It is a standard requirement in Probate Court disputes that the parties strictly adhere to the rules regarding notice of relief sought to all potential heirs and beneficiaries. The recent decision of Bailey v. Bailey illustrates these rules over the discovery of a will after the issuance of letters testamentary.
A gateway issue in any trust and estate administration is the question of whether there will be a contest challenging the validity of any will or trust. The question of whether there will be a content is addressed through strict notice periods. The decision of Bailey v. Bailey specifically addresses the discovery of a will post-issuance of letters testamentary. The case does not involve
challenging a trust.
For a will, Probate Code section 8110 governs the administration of an estate and appointment of an administrator. Here, the administrator, the deceased’s brother, petitioned for letters of administration under Probate Code section 8226. This section governs the administration of an estate where there is no will. The deceased’s son received notice of the petition. But because there was no will the deceased’s son expected to be treated as an intestate beneficiary.

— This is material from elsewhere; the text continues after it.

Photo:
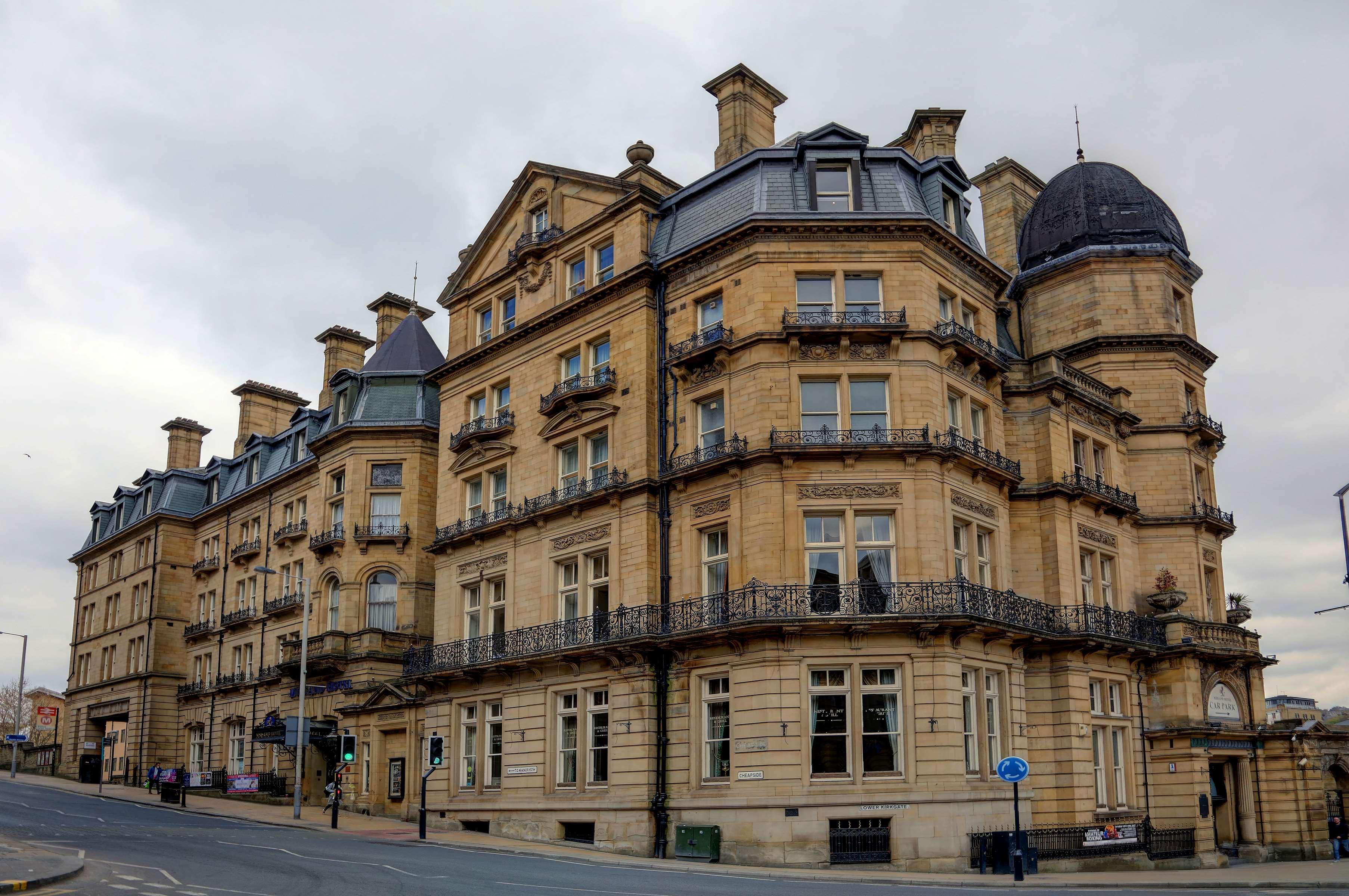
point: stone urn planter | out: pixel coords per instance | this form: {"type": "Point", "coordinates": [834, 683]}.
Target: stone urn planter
{"type": "Point", "coordinates": [1167, 601]}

However, the facts relating to the estate changed after the petition. Shortly before the hearing, the deceased’s brother discovered a will. The deceased’s brother then lodged it with the court roughly two weeks before the hearing. At the hearing, the deceased’s brother represented he did not intend to admit the will to probate.
Yet, after the hearing the deceased’s brother provided “Notice to Potential Beneficiary of Petition for Letters of Administration Under Probate Code § 8226” on March 4, 2021. The notice included copies of the will, the petition, the probate order, and letters of administration.”
Then once a final inventory was filed the deceased’s son learned he stood to inherit nothing, and challenged the will. The deceased’s brother claimed the challenge was untimely based on Probate Code section 8226 subdivision (c). This section states that a will should be challenged 60 days after notice.
The Court of Appeals rejected the argument. The fundamental flaw in the deceased’s brother’s claim was that notice should have been provided before a hearing and not notice after a decision. Here, the issue decided was the appointment of an administrator for an estate without a will – not one governed by a will where the son was disinherited.
To trigger any deadline required that the deceased’s brother petition under Section 8110. The goal being to provide clear notice of the intentions and relief sought in the petition prior to any hearing. This would have provided each potential beneficiary with a copy of the will and afforded 15 days-advance notice prior to any hearing.
This case illustrates that as facts develop the probate code must be consulted regularly and that any petition must clearly state its intentions and provide sufficient notice to any potential heir or beneficiary. When there is a reasonable doubt over whether notice provisions have been satisfied it may warrant amending the petition and providing new notice.